Photo by Lindsay Henwood on Unsplash
The business was going backwards. Linda knew that they needed a new vision and strategy or they would not survive. She initially spent time listening to teams at all levels in the company, understanding their appetite for change. She outlined her view of the future if nothing changed. People began to see the case for a new vision and strategy. Linda and the leadership team created a bold new future for their organisation.

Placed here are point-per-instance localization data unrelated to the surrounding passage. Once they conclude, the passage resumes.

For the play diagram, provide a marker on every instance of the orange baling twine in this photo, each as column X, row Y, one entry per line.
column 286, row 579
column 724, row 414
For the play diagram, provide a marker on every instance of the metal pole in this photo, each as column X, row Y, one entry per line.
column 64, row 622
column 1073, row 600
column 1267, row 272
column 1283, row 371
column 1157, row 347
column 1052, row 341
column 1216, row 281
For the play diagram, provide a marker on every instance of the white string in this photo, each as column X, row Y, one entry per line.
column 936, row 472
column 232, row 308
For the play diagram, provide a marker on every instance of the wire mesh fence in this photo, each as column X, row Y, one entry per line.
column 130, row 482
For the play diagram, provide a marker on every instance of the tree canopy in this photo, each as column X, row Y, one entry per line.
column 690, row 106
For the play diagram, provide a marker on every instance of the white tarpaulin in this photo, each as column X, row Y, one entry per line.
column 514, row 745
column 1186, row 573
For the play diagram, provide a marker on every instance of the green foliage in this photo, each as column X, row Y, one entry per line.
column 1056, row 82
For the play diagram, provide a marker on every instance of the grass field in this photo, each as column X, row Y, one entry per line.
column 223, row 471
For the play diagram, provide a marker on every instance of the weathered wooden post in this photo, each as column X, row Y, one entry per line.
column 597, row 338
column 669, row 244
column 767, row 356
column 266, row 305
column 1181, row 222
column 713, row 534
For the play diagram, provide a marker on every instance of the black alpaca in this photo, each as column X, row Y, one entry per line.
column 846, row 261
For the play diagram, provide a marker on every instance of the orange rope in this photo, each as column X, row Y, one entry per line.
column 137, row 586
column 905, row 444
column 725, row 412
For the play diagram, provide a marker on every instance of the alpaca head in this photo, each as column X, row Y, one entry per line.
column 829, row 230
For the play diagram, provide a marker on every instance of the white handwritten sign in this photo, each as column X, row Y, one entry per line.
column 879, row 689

However, that was not the end of it. She had lived through too many vision and strategy statements that had been posted on the walls and did not go much further. She knew that there were conversations to start and conversations that no longer served them to end, if they were to successfully execute their vision and strategy. They started a conversation about being a cohesive team, to get the much-needed cooperation between the previously siloed groups in the organisation. Similarly, they decided to end conversations which did not support their new vision and strategy like, ‘the clients don’t value us.’

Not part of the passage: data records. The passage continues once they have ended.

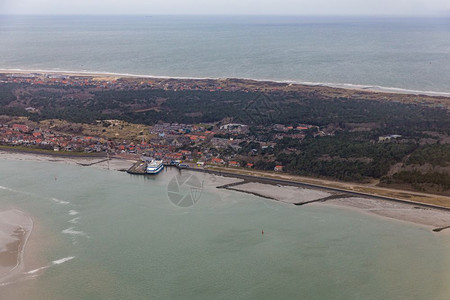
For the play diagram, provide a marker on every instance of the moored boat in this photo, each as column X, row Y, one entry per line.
column 155, row 166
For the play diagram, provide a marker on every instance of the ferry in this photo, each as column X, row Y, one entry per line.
column 155, row 166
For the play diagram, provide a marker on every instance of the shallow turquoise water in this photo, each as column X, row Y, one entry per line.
column 131, row 242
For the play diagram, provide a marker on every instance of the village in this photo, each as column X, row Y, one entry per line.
column 198, row 145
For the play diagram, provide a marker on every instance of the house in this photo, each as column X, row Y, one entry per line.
column 20, row 127
column 217, row 161
column 278, row 168
column 234, row 164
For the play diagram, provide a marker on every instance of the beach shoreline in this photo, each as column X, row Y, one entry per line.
column 339, row 86
column 415, row 213
column 15, row 230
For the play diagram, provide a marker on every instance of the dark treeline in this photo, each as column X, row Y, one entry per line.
column 347, row 155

Linda was the first to acknowledge that a game-changing vision and strategy could not be achieved without elevating her own leadership. She ended the conversation that she was an impostor who did not have the capacity for a big game. It was a familiar story that she had told herself throughout her career whenever she took on a big new game. She started a new conversation about making a difference, something that reconnected her to a lifelong aim.
As a role model for taking her leadership to a new level, she could legitimately ask her leadership team to step their own leadership. They rose to the challenge and executed the bold vision and strategy.
Linda’s story illustrates the point that leadership and strategy go hand in hand. Just like in our personal life, we will not achieve our vision and strategy to get fit, unless we take action. In the book, Uncommon Leadership, the authors Phil Higson and Anthony Sturgess, suggest that “The two fields of strategy and leadership are often taught separately in our business schools, when in practice they should go hand-in-hand.” They add that, “Leadership is needed to bring vision, purpose and life to any strategic plan.”
Are you translating your vision and strategy into a leadership challenge?